CHAPTER XXI.

A PROMISE TO THE DYING.

Paying no further heed to the servant, and much to the surprise of that functionary, Van Vernet turned his gaze back upon the picture, and looked long and intently, shifting his position once or twice to obtain a different view. Then taking up his hat, he silently left the house, a look of mingled elation and perplexity upon his face.

“It’s the same!” he thought, as he hurried away; “it’s the same face, or a most wonderful resemblance. Allow for the difference made by the glazed cap, the tattoo marks and the rough dress, and it’s the very same face! It seems incredible, but I know that such impossibilities often exist. What is there in common between Mr. Alan Warburton, aristocrat, and a nameless sailor, with scars upon his face and blood upon his hands? The same face, certainly, and—perhaps the same delicate hands and dainty feet. It may be only a resemblance, but I’ll see this Alan Warburton, and I’ll solve the mystery of that Francoise hovel yet.”


While Van Vernet thus soliloquizes over his startling discovery, we will follow the footsteps of Richard Stanhope.

He is walking away from the more bustling portion of the city, and turning into a quiet, home-like street, pauses before a long, trim-looking building, turns a moment to gaze about him in quest of possible observers, and then enters.

It is a hospital, watched over by an order of noble women, and affording every relief and comfort to the suffering ones within its walls.

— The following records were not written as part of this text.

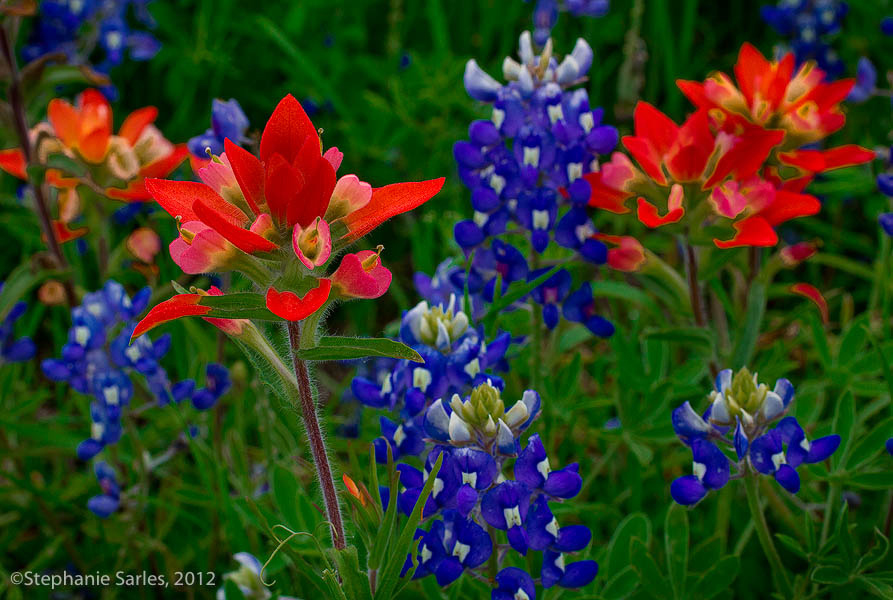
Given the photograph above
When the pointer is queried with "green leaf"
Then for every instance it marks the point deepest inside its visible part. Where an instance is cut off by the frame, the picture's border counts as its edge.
(844, 418)
(882, 480)
(243, 305)
(829, 574)
(718, 578)
(693, 336)
(877, 553)
(354, 581)
(750, 330)
(652, 579)
(347, 348)
(516, 291)
(621, 585)
(19, 283)
(870, 445)
(676, 542)
(634, 526)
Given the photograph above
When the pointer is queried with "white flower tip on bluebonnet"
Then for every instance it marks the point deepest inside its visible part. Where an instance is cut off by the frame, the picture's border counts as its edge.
(511, 69)
(438, 419)
(582, 53)
(505, 440)
(517, 414)
(720, 410)
(531, 400)
(773, 406)
(479, 84)
(459, 430)
(785, 390)
(415, 318)
(568, 71)
(525, 82)
(443, 336)
(525, 48)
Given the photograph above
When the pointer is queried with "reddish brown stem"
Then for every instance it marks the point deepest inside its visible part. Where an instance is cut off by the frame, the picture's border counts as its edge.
(21, 125)
(314, 435)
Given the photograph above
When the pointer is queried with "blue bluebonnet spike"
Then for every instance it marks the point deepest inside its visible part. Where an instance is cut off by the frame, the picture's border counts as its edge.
(533, 468)
(574, 575)
(505, 507)
(228, 121)
(513, 584)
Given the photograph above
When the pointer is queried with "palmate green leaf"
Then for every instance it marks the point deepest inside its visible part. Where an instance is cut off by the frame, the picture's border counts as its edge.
(635, 526)
(718, 578)
(348, 348)
(676, 535)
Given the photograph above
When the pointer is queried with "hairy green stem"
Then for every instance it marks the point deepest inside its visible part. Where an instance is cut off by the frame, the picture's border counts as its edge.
(782, 580)
(17, 105)
(315, 437)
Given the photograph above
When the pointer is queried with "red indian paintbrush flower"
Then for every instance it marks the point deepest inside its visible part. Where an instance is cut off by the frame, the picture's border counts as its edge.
(119, 163)
(282, 219)
(682, 167)
(769, 94)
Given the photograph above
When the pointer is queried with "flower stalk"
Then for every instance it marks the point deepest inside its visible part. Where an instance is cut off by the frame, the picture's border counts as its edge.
(21, 126)
(753, 502)
(315, 437)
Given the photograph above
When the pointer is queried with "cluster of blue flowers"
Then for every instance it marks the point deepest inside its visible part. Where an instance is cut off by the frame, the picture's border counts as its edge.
(545, 14)
(745, 408)
(14, 349)
(78, 28)
(228, 120)
(99, 360)
(808, 24)
(456, 359)
(473, 491)
(526, 168)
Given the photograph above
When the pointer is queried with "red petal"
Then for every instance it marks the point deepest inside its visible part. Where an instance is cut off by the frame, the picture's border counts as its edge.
(789, 205)
(283, 182)
(389, 201)
(752, 231)
(243, 239)
(13, 162)
(181, 305)
(249, 173)
(65, 121)
(135, 122)
(604, 196)
(804, 289)
(177, 198)
(292, 307)
(648, 215)
(164, 166)
(818, 161)
(286, 131)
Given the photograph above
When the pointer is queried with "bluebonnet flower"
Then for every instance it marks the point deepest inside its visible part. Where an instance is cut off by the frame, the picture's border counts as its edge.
(456, 358)
(14, 349)
(808, 25)
(98, 360)
(545, 14)
(109, 500)
(525, 168)
(228, 120)
(86, 29)
(476, 437)
(745, 408)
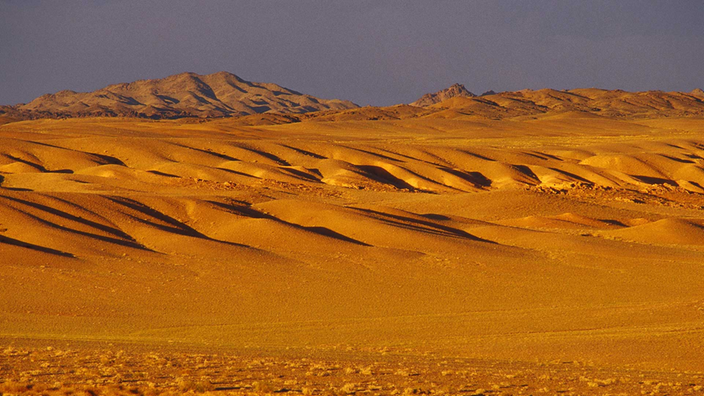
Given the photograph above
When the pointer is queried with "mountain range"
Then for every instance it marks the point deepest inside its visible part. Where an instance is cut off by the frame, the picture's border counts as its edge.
(219, 94)
(224, 94)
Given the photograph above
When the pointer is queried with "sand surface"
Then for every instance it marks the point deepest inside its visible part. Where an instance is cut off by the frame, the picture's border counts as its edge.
(564, 238)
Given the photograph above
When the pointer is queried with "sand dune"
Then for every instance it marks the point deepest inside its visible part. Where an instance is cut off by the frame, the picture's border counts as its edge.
(556, 237)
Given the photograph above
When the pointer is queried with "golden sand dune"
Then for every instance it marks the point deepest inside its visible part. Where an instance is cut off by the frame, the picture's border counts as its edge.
(573, 238)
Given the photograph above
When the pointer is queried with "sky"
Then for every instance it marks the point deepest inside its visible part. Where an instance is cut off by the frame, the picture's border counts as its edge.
(374, 52)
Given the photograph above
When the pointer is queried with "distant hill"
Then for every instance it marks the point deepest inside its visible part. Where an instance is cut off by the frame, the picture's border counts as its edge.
(601, 102)
(220, 94)
(226, 95)
(455, 90)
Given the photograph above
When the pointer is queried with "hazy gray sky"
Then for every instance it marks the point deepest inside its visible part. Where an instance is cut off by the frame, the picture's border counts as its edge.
(371, 52)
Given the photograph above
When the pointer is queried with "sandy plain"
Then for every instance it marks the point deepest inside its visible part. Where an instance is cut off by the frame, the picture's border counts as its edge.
(565, 247)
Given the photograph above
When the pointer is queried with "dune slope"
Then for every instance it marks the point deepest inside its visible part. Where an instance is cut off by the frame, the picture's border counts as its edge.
(550, 238)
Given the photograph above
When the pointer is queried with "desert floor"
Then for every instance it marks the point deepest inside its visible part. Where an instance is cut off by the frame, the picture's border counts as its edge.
(561, 253)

Passing the offices and long wards, he goes on until he has reached a private room in the rear of the building. Here coolness and quiet reign, and a calm-faced woman is sitting beside a cot, upon which a sick man tosses and mutters feverishly. It is the ex-convict who was rescued from the Thieves’ Tavern by Stanhope, only a few nights ago.

“How is your patient?” queries the detective, approaching the bed and gazing down upon the man whom he has befriended.

“He has not long to live,” replies the nurse. “I am glad you are here, sir. In his lucid moments he asks for you constantly. His delirium will pass soon, I think, and he will have a quiet interval. I hope you will remain.”

“I will stay as long as possible,” Stanhope says, seating himself by the bed. “But I have not much time to spare to-night.”

The dying man is living his childhood over again. He mutters of rolling prairies, waving trees, sweeping storms, and pealing thunder. He laughs at the review of some pleasing scene, and then cries out in terror as some vision of horror comes before his memory.

And while he mutters, Richard Stanhope listens—at first idly, then curiously, and at last with eager intensity, bending forward to catch every word.

Finally he rises, and crossing the room deposits his hat upon a table, and removes his light outer coat.

“I shall stay,” he says briefly. “How long will he live?”

“He cannot last until morning, the surgeon says.”

“I will stay until the end.”

He resumes his seat and his listening attitude. It is sunset when his watch begins; the evening passes away, and still the patient mutters and moans.

It is almost midnight when his mutterings cease, and he falls into a slumber that looks like death.

At last there comes an end to the solemn stillness of the room. The dying man murmurs brokenly, opens his eyes with the light of reason in them once more, and recognizes his benefactor.

“You see—I was—right,” he whispers, a wan smile upon his face; “I am going to die.”

He labors a moment for breath, and then says:

“You have been so good—will—will you do one thing—more?”

“If I can.”

“I want my—mother to know—I am dead. She was not always good—but she was—my mother.”

“Tell me her name, and where to find her?”

The voice of the dying man sinks lower. Stanhope bends to catch the whispered reply, and then asks:

“Can you answer a few questions that I am anxious to put to you?”

“Y—yes.”

“Now that you know yourself dying, are you willing to tell me anything I may wish to know?”

“You are the—only man—who was ever—merciful to me,” said the dying man. “I will tell you—anything.”

Turning to the nurse, Stanhope makes a sign which she understands, and, nodding a reply, she goes softly from the room.

When Richard Stanhope and the dying man are left alone, the detective bends his head close to the pillows, and the questions asked, and the answers given, are few and brief.

Suddenly the form upon the bed becomes convulsed, the eyes roll wildly and then fix themselves upon Stanhope’s face.

“You promise,” gasps the death-stricken man, “you will tell them—”

The writhing form becomes limp and lifeless, the eyes take on a glassy stare, and there is a last fluttering breath.

Richard Stanhope closes the staring eyes, and speaks his answer in the ears of the dead.

“I will tell them, poor fellow, at the right time, but—before my duty to the dead, comes a duty to the living!”